Is preoperative immunotherapy promising for patients with proficient mismatch repair or microsatellite stable locally advanced rectal cancer?—a commentary on TORCH randomized phase 2 trial

For patients with resectable locally advanced rectal cancer (LARC) of clinical (c) stage T3 or T4 without distant metastasis, preoperative chemoradiotherapy (CRT) using radiotherapy (RT) plus concurrent fluoropyrimidine-based chemotherapy followed by total mesorectal excision (TME) has long been the standard treatment (1). Recently, total neoadjuvant therapy (TNT), which incorporates CRT and preoperative oxaliplatin-based chemotherapy before TME, has shown preferred outcomes and is emerging as the new standard for LARC (2-5). Patients achieving a clinical complete response (cCR) after preoperative treatment may avoid surgery through watch and wait or non-operative management (NOM), which spares permanent stoma and postoperative complications, such as voiding, urination, and sexual dysfunction, thereby preserving quality of life (6). The pathological complete response (pCR) rate of TNT surpasses that of CRT, estimated at 22.5–28.0% (2,3,5), with high organ preservation rates, also reported (6). Consequently, TNT holds promise as an organ-sparing therapy for patients with rectal cancer.
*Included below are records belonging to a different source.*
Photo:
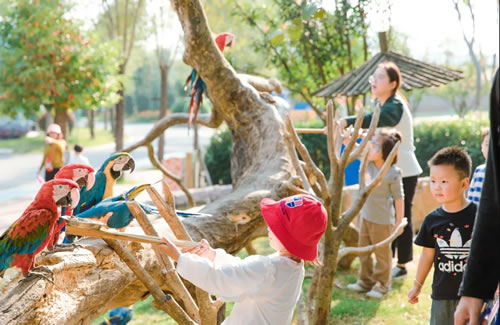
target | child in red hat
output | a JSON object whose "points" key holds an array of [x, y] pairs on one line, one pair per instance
{"points": [[265, 289]]}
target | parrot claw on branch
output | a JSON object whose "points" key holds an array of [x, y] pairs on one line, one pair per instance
{"points": [[40, 271], [198, 87], [61, 248]]}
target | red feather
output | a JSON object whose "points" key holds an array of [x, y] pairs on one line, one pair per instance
{"points": [[33, 231]]}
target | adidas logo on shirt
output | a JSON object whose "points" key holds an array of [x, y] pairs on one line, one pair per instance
{"points": [[455, 252]]}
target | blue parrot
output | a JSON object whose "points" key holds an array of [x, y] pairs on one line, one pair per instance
{"points": [[105, 178], [115, 213], [119, 316]]}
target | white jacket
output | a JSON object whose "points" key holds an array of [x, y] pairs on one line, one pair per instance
{"points": [[265, 289]]}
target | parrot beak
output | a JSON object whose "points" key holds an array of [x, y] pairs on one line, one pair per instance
{"points": [[229, 40], [75, 197], [90, 180], [134, 192]]}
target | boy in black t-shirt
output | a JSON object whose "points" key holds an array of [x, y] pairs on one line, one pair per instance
{"points": [[446, 233]]}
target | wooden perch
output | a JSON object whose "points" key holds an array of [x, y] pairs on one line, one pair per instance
{"points": [[369, 249], [309, 130], [165, 302]]}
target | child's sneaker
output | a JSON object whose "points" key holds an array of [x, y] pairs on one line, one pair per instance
{"points": [[356, 287], [399, 272], [375, 294]]}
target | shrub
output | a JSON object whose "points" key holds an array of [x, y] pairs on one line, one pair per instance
{"points": [[218, 156], [429, 137]]}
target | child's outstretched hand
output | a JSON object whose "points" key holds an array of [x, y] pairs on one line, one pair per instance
{"points": [[170, 249], [203, 250], [413, 294]]}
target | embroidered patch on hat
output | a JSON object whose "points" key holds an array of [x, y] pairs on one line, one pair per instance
{"points": [[296, 201]]}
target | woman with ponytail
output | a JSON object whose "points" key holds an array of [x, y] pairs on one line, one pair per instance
{"points": [[394, 112]]}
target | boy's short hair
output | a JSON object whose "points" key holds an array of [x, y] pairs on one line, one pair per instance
{"points": [[454, 156], [484, 133]]}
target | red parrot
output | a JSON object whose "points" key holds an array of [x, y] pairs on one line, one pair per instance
{"points": [[83, 175], [197, 85], [31, 233]]}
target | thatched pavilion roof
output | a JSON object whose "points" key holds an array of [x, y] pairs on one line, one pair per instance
{"points": [[415, 74]]}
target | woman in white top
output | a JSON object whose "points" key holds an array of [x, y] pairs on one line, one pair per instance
{"points": [[394, 112], [265, 289]]}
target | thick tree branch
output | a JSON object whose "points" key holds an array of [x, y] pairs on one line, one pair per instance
{"points": [[365, 250], [371, 130], [349, 215]]}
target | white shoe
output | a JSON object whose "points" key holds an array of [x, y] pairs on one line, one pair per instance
{"points": [[374, 294], [356, 287]]}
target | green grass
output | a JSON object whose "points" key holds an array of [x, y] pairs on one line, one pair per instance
{"points": [[347, 307], [355, 308], [78, 136]]}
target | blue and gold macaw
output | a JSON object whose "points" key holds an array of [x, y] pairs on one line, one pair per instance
{"points": [[115, 213], [105, 179]]}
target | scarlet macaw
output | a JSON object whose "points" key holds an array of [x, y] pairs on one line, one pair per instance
{"points": [[31, 233], [197, 85], [105, 179], [115, 213], [84, 176], [119, 316]]}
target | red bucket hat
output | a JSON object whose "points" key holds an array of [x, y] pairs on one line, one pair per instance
{"points": [[298, 221]]}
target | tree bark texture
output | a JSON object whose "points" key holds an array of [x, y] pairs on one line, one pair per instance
{"points": [[163, 108], [61, 118], [92, 279]]}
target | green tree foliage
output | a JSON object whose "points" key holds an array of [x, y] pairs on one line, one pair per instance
{"points": [[218, 156], [309, 45], [429, 138], [46, 59]]}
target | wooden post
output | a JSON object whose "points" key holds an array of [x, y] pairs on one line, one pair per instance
{"points": [[165, 302], [189, 170]]}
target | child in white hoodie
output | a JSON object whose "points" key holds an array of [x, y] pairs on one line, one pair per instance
{"points": [[265, 289]]}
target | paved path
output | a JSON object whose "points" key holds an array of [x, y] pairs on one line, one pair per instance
{"points": [[18, 185]]}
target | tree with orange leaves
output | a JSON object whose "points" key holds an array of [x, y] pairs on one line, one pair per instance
{"points": [[45, 58]]}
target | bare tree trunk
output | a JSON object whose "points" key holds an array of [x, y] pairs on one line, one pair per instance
{"points": [[163, 109], [92, 280], [470, 46], [91, 121], [119, 117], [61, 118]]}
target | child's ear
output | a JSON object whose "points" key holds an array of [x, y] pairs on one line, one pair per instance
{"points": [[465, 183]]}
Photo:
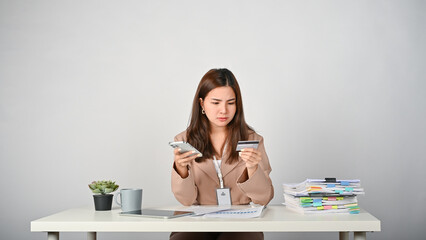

Immune checkpoint inhibitors (ICIs), which block cytotoxic T-lymphocyte associated protein-4, programmed cell death protein-1 (PD-1), and programmed death ligand 1 (PD-L1), have become standard therapies for various solid types (7,8). In colorectal cancer (CRC), ICIs have demonstrated considerable benefits for patients with microsatellite instability-high (MSI-H) or mismatch-repair deficient (dMMR) metastatic (m) CRC, whereas their benefits in microsatellite stable (MSS) or mismatch-repair proficient (pMMR) mCRC are limited (9). Approximately 40 trials have investigated neoadjuvant ICIs for early-stage resectable CRC, with some specifying MSI-H/dMMR status for inclusion, some designed exclusively for MSS/pMMR, and others being agnostic for MMR status (10). In resectable LARC, preoperative ICIs have shown promise in achieving high cCR rates, allowing NOM in MSI-H or dMMR cases (11). For MSS or pMMR LARC, several trials have been investigating the safety and efficacy of combining preoperative ICIs with RT (12-16). Although preoperative RT may modulate immune-related (ir) characteristics of LARC and potentially enhance immunotherapy responsiveness (17), the benefits of preoperative ICIs for these patients remain inconclusive (12-16).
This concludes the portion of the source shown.